By Melissa Healy, Los Angeles Times

LOS ANGELES — More than half of nursing home patients who suffer severe dementia and are likely to die within a year or two are administered medications that offer little to no benefit and may cause pointless discomfort, a new study finds.

The latest research, published in JAMA Internal Medicine, demonstrates that physicians and families often continue the flow of medications well beyond the point at which they might prolong or enhance a patient’s life. The practice needlessly inflates the cost of caring for patients near the end of life, by an estimated $816 on average every 90 days.

Alzheimer’s disease drugs, which are virtually ineffective in patients with severe dementia, were the questionable medications most commonly given to nursing home patients with advanced disease. Prescriptions for Alzheimer’s drugs such as donepezil (better known by its commercial name, Aricept), rivastigmine (Exelon), and memantine (Namenda) are commonly initiated for patients in the early stages of the disease and may slow the rate at which they become unable to care for themselves. There’s little evidence they improve memory or mental performance in people in late stages of the disease, however.

Despite slim evidence for their use, those medications often cause side effects such as fainting and arrhythmia, which put patients at high risk of hip fractures, and urinary retention. More than a third of the study’s 5,406 nursing home residents with severe dementia were taking one or more of these medications.

About a quarter of the study’s subject population continued to take lipid-lowering medications – most typically statin drugs. There’s a very low likelihood that lipid-lowering drugs would lengthen life in such patients, many of whom would not be resuscitated were they to suffer a heart attack anyway. But recent studies suggest that as many as 1 in 5 patients taking a statin may suffer muscle fatigue or soreness, and the Food and Drug Administration has recently warned that in some older patients, statins may cause memory loss and confusion as well.

The latest study found regional and ethnic differences in the trend of such questionable prescribing: It was highest in the southern and central parts of the Western and Eastern United States, where as many as 65 percent of such patients took at least one drug of questionable value. And it was lowest in the Mid-Atlantic states, New England, and the mountain states of the West. Latinos with dementia were much more likely to get medications of questionable value — 65 percent did so — and the rate for non-Latino blacks and whites was roughly the same — about 52 percent.

Men were more likely than women to get such drugs: 62 percent vs. 52 percent got medically questionable medications. And although medications of questionable value went to 44 percent of patients in hospice care and nearly half who had do-not-resuscitate orders, these patients were much less likely than patients outside of the hospice system (55 percent) and those without do-not-resuscitate order (64 percent) to get them.

In an invited editorial, geriatrician and palliative care specialist Dr.

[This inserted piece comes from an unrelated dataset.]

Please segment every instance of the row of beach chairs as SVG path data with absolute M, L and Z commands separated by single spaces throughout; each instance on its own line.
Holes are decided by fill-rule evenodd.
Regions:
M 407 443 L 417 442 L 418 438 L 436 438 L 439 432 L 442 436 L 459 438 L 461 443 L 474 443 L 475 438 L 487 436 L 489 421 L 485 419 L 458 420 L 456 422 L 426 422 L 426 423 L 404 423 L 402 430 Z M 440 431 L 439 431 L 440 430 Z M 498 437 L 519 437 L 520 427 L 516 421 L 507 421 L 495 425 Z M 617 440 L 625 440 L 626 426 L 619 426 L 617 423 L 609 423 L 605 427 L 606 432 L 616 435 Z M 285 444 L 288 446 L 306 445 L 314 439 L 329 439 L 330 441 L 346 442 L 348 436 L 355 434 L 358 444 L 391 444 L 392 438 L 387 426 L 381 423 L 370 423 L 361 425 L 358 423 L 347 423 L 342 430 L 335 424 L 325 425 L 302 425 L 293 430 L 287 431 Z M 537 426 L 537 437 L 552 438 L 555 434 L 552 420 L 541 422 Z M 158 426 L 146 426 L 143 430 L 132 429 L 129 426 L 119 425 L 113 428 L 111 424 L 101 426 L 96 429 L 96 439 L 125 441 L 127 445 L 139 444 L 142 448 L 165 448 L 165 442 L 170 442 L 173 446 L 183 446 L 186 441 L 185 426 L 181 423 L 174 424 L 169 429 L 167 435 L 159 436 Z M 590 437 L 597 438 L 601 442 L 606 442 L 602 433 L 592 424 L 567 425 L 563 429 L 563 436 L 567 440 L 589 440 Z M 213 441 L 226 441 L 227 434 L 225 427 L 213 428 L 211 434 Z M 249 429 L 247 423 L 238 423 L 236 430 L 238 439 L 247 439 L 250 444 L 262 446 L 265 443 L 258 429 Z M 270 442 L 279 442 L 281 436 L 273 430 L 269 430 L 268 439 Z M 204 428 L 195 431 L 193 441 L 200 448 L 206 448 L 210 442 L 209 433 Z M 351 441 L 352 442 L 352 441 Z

Greg A. Sacks expressed hope that the latest findings will prompt physicians who treat any patients with limited time horizons to reconsider their prescribing practices.

If physicians initiated more detailed conversations with patients and their families about the goals that should guide a sick patient’s care, they would be less likely to prescribe many drugs and tests, wrote Sacks, of the Indiana University School of Medicine. The results would be reduced medical costs and patients whose limited life spans are spent more comfortably and are no shorter than those of patients who are needlessly medicated, Sacks wrote.